Recuperação fulgurante para nada.Jorge Carneiro
Começou em grande estilo, a época do Gil Vicente, com uma vitória caseira frente ao Maritimo, e uma vitória espectacular no Estádio da Luz, frente ao campeão Benfica. Mas era um voo alto demais para o Gil Vicente, e os resultados seguintes cedo o demonstraram, tendo obtido poucos pontos que o colocaram na zona da descida durante quase toda a segunda volta. Apenas duas vitórias consecutivas frente ao Braga e ao Belenenses deram neste período algum folego à equipa. O começo da segunda fase foi desastroso com 5 derrotas em 8 jogos, as quais provocaram o despedimento de Ulisses Morais na 25ª Jornada após o jogo com o Sporting. Se antes as coisas, já estavam mal, com a chegada da Paulo Alves tudo piorou, com 3 empates e 2 derrotas, e assim a equipa gilista parecia condenada à entrada para a 31ª Jornada. Mas um sprint final fantástico no qual obteve uma vitória na Figueira da Foz por 4-1, uma vitória por 1-0 frente ao rival Rio Ave, um empate no terreno do europeu Braga e finalmente uma vitória caseira contra o Belenenses valeram o cumprir do sonho da manutenção, que durante o Verão se tornou num pesadelo.
Momento Decisivo
A contratação de Mateus ao Lixa e a sua utilização, que acabou por originar a queixa do Belenenses no fim do campeonato sobre o estatuto de amador do jogador, que acabou por, após grande polémica nos tribunais, provocar a descida de divisão do Gil Vicente.
Gregory foi a grande figura do Gil Vicente, senhor de um forte jogo aereo e de um sentido de oportunidade admiravél, este central francês (ex-Pedras Rubras), notabilizou-se por ter marcado 7 golos, grande parte em situações de bola parada, que garantiram o "salto" para o Maritímo.

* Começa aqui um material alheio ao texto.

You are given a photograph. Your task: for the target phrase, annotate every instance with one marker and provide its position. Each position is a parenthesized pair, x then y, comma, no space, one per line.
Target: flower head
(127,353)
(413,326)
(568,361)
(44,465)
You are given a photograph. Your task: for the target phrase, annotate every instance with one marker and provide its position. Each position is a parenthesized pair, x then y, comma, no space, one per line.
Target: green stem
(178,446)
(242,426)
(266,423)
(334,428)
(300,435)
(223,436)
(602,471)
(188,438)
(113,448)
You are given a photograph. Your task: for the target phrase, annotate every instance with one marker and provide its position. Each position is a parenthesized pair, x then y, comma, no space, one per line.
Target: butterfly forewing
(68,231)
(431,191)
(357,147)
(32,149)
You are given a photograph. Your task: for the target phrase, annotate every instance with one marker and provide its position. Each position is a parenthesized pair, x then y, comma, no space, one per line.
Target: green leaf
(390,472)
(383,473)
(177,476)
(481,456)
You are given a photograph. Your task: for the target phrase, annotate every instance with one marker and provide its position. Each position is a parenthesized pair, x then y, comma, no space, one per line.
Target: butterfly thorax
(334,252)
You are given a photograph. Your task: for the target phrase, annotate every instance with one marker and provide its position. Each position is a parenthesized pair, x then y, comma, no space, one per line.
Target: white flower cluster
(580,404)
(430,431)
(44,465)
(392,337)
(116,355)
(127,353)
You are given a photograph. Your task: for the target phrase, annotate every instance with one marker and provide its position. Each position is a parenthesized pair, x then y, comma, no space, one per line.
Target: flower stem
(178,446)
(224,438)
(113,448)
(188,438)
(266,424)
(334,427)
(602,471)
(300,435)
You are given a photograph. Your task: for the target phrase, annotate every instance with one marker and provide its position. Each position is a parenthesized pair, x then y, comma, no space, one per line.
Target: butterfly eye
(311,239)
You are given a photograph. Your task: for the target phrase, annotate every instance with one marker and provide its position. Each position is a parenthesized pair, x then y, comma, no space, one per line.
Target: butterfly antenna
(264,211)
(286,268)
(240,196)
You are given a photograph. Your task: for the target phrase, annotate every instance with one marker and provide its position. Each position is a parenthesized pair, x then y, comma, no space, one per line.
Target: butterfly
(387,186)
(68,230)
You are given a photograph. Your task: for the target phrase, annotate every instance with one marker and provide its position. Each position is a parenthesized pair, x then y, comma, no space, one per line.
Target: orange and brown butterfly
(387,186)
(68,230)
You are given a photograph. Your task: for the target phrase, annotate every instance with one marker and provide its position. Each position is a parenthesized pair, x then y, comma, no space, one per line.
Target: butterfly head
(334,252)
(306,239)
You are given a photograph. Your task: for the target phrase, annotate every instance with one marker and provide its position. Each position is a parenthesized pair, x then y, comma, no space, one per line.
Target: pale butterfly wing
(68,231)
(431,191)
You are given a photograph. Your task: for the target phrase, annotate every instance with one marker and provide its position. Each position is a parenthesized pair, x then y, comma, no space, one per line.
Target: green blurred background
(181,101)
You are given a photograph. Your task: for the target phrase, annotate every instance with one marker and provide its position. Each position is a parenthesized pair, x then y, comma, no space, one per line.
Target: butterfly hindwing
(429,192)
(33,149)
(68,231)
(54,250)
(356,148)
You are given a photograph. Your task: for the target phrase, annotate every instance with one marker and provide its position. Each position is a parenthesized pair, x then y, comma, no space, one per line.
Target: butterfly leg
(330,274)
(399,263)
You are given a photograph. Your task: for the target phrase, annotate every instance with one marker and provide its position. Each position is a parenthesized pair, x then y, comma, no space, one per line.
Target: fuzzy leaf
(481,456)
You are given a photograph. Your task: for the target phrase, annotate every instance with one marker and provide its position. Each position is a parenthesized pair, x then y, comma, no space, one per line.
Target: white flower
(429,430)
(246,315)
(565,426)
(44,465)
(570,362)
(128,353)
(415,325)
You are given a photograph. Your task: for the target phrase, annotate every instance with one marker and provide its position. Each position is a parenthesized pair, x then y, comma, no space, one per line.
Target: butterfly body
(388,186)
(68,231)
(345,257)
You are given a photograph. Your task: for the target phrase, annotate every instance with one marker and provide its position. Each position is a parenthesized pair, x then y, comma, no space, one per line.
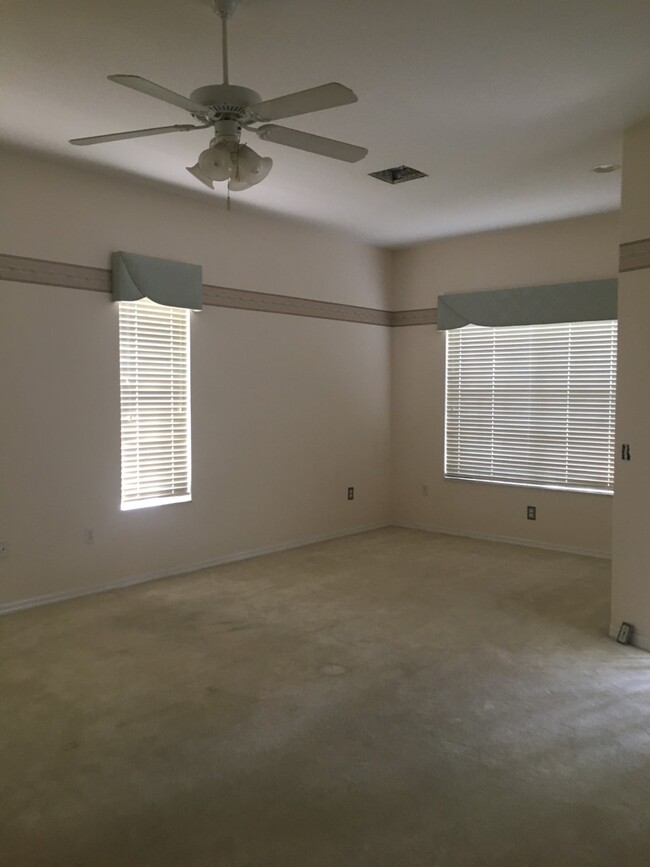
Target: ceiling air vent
(398,175)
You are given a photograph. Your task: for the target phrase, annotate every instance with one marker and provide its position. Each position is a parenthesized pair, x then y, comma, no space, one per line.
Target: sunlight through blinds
(155,403)
(532,405)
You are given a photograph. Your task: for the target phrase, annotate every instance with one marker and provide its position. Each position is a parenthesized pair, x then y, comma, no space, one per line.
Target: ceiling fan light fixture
(244,180)
(216,162)
(198,174)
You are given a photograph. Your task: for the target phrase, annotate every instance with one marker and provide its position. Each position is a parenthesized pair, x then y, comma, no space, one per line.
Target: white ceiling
(505,104)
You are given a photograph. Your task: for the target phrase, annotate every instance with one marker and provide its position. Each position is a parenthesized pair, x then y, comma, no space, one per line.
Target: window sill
(530,485)
(131,505)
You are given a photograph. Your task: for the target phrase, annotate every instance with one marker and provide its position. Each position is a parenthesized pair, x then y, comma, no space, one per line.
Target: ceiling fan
(229,109)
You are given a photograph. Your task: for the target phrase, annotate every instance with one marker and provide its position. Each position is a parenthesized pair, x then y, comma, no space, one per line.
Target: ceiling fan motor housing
(225,100)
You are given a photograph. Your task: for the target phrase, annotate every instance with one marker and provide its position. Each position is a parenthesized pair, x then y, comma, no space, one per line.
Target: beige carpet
(387,700)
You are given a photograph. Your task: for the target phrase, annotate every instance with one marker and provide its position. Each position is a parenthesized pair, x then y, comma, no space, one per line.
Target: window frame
(159,326)
(453,468)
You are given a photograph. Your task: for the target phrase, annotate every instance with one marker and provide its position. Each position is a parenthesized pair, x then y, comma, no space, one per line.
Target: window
(155,404)
(532,405)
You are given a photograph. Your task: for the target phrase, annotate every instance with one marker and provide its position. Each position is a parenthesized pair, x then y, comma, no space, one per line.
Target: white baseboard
(510,540)
(130,581)
(640,641)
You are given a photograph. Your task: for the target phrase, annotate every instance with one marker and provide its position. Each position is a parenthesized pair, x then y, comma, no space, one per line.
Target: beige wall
(287,411)
(631,560)
(579,249)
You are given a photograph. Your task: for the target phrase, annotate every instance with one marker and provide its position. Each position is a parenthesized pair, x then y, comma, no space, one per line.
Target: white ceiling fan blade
(150,88)
(315,144)
(304,101)
(135,133)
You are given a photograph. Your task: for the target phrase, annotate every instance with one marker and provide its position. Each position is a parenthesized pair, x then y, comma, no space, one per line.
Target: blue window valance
(586,301)
(174,284)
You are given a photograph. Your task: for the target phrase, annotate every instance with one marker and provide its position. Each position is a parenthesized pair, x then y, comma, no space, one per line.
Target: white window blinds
(532,405)
(155,403)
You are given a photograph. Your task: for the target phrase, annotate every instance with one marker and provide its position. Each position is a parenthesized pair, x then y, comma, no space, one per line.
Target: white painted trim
(120,583)
(642,642)
(509,540)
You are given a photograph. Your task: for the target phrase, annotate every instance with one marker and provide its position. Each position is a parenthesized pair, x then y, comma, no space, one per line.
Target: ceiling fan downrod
(224,9)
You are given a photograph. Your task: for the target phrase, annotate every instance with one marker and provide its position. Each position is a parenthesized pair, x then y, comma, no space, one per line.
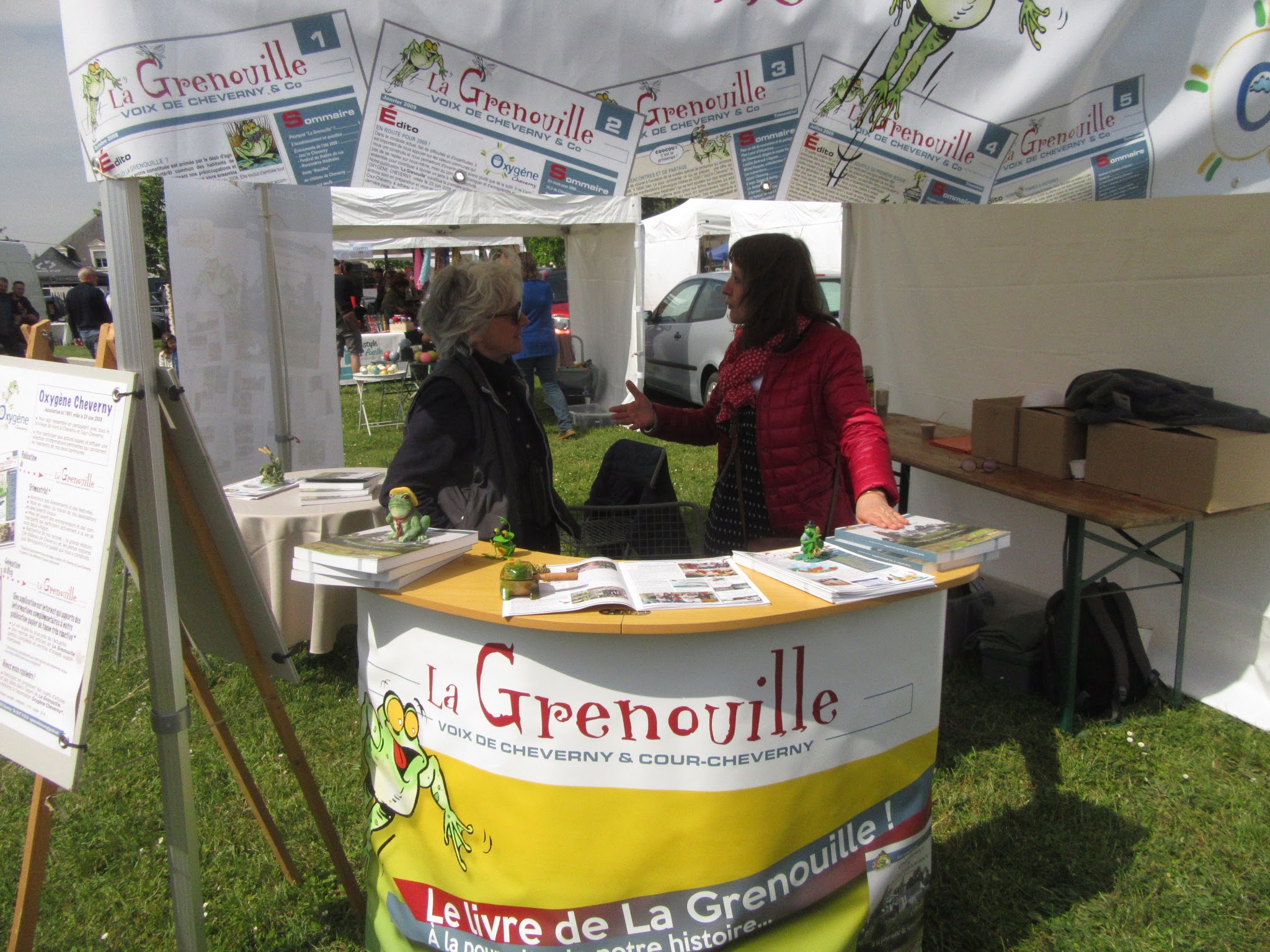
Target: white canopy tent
(600,244)
(957,304)
(672,239)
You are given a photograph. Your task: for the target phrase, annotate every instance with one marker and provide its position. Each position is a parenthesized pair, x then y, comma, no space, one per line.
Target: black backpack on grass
(1112,667)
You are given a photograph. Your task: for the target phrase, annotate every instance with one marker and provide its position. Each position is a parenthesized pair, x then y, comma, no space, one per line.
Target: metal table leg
(1181,614)
(1073,565)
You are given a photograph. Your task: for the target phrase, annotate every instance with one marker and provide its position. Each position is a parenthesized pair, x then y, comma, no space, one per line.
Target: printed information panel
(1094,149)
(660,792)
(718,131)
(61,447)
(273,103)
(443,117)
(866,146)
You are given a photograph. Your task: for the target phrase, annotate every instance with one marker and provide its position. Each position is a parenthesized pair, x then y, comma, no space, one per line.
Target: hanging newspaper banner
(63,439)
(658,792)
(483,125)
(718,131)
(275,103)
(1089,102)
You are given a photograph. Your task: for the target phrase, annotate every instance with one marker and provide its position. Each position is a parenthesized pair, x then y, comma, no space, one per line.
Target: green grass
(1042,840)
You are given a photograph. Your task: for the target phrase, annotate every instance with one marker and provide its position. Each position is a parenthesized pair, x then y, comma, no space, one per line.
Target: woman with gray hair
(474,451)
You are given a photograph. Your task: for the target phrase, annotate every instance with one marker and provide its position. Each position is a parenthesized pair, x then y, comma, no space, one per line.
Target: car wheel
(708,385)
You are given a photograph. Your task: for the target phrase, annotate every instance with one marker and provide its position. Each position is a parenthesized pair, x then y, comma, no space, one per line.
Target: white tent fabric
(600,244)
(956,304)
(671,239)
(233,375)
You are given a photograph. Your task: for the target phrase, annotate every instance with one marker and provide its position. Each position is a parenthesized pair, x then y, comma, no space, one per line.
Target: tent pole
(849,257)
(282,436)
(121,211)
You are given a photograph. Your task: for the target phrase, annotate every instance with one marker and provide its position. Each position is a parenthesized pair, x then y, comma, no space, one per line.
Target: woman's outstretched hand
(874,509)
(639,414)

Carlitos, que parece só saber jogar bem no Gil Vicente, efectou mais uma vez uma grande época, em que a sua técnica fez mais uma vez a diferença, tendo marcado 5 golos.
Nesta época assistimos à revelação de um novo talento africano, Mateus, que em 4 jogos, apontou 2 golos e demonstrou grande capacidade técnica, física e facilidade no remate. Jogou muito pouco devido, ao caso Mateus, em que ficou conhecido pelas piores razões, mas obteve a sua recompensa no final da época, quando foi convocado por Oliveira Gonçalves, seleccionador de Angola, para participar no Mundial 2006.
Rodolfo Lima, cujo aparecimento repentino, surpreendeu em Portugal (passou do Lourel, das Distritais para o Alverca), desiludiu pela segunda vez consecutiva, tendo jogado muito pouco tempo e não tendo apontado nenhum golo. Tem como atenuante o facto de raramente ter sido utilizado na sua posição natural.
Ulisses Morais conseguiu manter, não com muitos recursos à disposição, o Gil Vicente numa posição estavél na 1ª Volta, mas o começo da 2ª Volta e uma série negra de resultados, ditaram a sua substuição por Paulo Alves que começou mal, mas que conseguiu dar a volta à equipa, que garantiu uma manuntenção muito sofrida na última jornada.